Jason Zaborske, coordinator for Children’s Week, says that one big part of getting that message out is the “hanging of the hands” event.
“At the Capitol, we hang over 100,000 paper cutouts of children’s hands, and that’s come to be the signifying visual for those folks visiting the Capitol, and it’s a reminder to legislators and policy makers that we need to keep children’s issues at the forefront of our discussion during session,” Zaborske says.
One of those issues is early education. That’s where David Lawrence Jr, chair of the Children’s Movement of Florida, comes in.
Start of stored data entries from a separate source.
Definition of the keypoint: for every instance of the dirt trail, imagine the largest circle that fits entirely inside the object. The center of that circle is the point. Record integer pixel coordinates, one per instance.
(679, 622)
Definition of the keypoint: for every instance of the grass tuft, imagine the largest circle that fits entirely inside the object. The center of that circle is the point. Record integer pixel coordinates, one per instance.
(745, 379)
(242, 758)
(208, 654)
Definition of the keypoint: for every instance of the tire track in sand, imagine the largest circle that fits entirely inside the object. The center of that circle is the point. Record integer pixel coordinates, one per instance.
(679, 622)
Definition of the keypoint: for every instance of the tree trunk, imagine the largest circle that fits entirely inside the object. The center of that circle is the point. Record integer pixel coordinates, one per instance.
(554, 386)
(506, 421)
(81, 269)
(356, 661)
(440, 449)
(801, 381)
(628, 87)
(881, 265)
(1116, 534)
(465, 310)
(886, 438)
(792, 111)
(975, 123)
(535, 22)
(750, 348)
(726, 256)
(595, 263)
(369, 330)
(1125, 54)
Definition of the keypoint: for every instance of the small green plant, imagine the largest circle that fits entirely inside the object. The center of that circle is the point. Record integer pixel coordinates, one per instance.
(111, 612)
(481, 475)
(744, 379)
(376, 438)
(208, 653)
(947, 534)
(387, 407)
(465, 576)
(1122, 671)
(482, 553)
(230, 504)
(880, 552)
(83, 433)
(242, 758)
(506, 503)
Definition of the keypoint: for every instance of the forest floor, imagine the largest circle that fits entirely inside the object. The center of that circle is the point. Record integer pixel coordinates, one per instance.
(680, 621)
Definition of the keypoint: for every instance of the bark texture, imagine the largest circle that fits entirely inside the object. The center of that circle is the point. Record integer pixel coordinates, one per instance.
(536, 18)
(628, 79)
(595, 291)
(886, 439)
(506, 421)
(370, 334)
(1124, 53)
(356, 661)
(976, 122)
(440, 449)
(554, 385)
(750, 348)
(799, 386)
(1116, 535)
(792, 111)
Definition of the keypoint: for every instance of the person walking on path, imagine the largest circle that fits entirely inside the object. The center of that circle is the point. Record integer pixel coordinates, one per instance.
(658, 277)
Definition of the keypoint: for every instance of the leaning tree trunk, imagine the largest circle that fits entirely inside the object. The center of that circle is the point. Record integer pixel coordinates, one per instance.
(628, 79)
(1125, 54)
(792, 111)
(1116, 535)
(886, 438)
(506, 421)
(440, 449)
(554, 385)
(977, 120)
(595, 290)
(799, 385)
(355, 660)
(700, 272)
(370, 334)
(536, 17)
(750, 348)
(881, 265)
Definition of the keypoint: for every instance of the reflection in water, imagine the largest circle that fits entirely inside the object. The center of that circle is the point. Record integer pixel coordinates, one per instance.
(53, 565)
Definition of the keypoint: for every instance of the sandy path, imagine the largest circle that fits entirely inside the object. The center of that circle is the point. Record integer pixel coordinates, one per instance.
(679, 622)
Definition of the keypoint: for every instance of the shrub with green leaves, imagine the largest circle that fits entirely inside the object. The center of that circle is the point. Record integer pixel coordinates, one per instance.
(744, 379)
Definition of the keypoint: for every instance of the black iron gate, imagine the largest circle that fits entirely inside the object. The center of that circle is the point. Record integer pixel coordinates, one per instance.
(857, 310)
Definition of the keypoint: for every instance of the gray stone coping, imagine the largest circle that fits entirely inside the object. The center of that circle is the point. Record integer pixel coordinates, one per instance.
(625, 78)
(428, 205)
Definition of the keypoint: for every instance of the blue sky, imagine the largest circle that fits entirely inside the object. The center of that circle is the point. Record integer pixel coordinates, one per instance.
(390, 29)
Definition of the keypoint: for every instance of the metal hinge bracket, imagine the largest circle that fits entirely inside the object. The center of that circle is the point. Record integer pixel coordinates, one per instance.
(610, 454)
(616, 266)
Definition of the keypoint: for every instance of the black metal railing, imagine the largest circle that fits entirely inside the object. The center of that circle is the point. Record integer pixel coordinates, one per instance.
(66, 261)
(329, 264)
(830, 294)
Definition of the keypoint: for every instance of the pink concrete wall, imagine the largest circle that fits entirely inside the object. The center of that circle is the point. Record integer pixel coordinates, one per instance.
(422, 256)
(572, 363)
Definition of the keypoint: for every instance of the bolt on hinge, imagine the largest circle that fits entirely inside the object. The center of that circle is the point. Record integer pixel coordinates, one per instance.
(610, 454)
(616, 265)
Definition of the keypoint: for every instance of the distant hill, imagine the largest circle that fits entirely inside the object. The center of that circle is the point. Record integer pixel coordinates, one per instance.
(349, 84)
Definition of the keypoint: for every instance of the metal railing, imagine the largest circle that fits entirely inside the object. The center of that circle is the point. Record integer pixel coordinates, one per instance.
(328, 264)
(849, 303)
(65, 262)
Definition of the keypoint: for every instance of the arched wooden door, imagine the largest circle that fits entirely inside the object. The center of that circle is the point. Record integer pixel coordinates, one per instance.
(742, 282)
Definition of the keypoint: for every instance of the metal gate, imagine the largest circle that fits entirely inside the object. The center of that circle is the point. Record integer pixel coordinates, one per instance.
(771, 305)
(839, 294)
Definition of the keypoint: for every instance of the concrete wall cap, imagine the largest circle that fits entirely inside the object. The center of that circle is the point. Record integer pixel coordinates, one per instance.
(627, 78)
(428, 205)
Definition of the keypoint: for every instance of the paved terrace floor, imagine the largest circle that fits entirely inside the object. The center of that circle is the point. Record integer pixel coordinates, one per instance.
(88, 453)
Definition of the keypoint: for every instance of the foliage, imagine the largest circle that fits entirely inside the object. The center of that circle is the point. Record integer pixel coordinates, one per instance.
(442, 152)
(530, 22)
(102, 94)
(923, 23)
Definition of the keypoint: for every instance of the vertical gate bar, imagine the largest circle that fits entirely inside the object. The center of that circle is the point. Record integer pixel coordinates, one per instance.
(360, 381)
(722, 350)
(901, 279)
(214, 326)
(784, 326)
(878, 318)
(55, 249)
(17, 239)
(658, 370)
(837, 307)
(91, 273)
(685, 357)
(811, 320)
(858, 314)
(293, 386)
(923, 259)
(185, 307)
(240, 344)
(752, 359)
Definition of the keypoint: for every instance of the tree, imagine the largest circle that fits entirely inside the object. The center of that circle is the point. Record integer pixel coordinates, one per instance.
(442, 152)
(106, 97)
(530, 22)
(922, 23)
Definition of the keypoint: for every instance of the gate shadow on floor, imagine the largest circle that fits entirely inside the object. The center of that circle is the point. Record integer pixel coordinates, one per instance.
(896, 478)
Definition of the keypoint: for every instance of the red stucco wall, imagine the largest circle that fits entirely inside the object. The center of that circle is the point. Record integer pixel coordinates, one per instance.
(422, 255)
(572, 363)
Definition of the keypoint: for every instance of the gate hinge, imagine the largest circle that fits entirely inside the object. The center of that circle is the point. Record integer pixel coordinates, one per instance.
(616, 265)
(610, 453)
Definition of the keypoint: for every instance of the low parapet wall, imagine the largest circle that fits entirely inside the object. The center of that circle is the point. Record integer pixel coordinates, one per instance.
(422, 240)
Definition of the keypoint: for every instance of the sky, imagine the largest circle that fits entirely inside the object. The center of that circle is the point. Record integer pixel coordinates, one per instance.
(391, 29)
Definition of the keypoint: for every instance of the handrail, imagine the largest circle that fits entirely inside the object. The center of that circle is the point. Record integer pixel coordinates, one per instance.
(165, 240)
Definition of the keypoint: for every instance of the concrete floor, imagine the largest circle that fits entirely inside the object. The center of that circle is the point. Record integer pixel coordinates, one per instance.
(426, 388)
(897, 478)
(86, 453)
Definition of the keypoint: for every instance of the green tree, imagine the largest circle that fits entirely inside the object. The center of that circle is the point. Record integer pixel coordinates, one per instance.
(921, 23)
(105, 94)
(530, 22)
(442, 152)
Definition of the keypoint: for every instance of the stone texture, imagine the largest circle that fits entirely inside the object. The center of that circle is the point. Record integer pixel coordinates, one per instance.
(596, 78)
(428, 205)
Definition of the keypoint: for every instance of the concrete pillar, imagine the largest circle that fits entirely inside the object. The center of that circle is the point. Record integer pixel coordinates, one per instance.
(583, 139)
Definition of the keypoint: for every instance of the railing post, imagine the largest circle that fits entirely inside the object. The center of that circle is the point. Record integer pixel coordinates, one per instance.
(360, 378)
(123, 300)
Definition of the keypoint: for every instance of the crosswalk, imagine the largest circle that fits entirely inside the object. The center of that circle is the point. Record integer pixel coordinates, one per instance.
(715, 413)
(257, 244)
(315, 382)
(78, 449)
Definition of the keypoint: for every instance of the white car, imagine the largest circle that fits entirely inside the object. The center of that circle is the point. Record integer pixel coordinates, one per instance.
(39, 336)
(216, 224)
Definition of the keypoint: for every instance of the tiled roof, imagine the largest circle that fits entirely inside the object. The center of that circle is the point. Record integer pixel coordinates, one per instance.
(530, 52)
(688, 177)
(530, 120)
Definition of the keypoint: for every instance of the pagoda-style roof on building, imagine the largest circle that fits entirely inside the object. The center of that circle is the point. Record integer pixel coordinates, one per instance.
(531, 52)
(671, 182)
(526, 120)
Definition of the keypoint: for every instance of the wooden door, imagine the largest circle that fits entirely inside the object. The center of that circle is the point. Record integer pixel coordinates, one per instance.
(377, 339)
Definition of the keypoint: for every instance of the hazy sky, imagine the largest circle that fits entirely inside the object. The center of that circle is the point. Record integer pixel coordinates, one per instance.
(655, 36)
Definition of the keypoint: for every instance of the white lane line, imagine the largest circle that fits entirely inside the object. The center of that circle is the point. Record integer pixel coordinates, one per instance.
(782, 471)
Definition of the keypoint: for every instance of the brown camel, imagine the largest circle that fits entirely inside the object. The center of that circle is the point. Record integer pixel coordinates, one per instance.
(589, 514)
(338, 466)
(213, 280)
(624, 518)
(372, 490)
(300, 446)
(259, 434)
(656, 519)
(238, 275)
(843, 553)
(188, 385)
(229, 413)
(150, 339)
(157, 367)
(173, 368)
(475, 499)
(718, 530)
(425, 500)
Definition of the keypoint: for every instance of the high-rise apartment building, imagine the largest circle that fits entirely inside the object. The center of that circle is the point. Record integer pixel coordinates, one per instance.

Since retiring from his 35 year journalism career, he’s dedicated his time to advocating for the importance of early learning.
“I spend all my energies investing in the early learning years, where 85 percent of brain growth occurs by the age of 3,” Lawrence says.
Lawrence spoke further about his support of early education reform at Monday’s Business Leaders Luncheon.
“I am one of those who believe that the smartest thing you could possibly do for public education reform in Florida and America, is not fix the fourth grade, or the seventh grade, but deliver the children in far better shape to formal school than so many of them are,” Lawrence says.
Events will continue through the week as advocates highlight the needs of children in Florida.
“Tuesday, April 14th is our big day at the state capitol where we provide over 3,000 lunches for children and families for free, and over 120 different information and activity booths for children and families to visit at the state Capitol,” Zaborske says.
According to Zaborske, kids will also have a chance to be active in government.
“One thing that Children’s Week has started is actually the Florida Youth Commission. We have been hosting the teens-only town hall meeting for many years,” Zaborske says.
The Youth Commission advises the Florida Children and Youth Cabinet and even proposes legislative changes.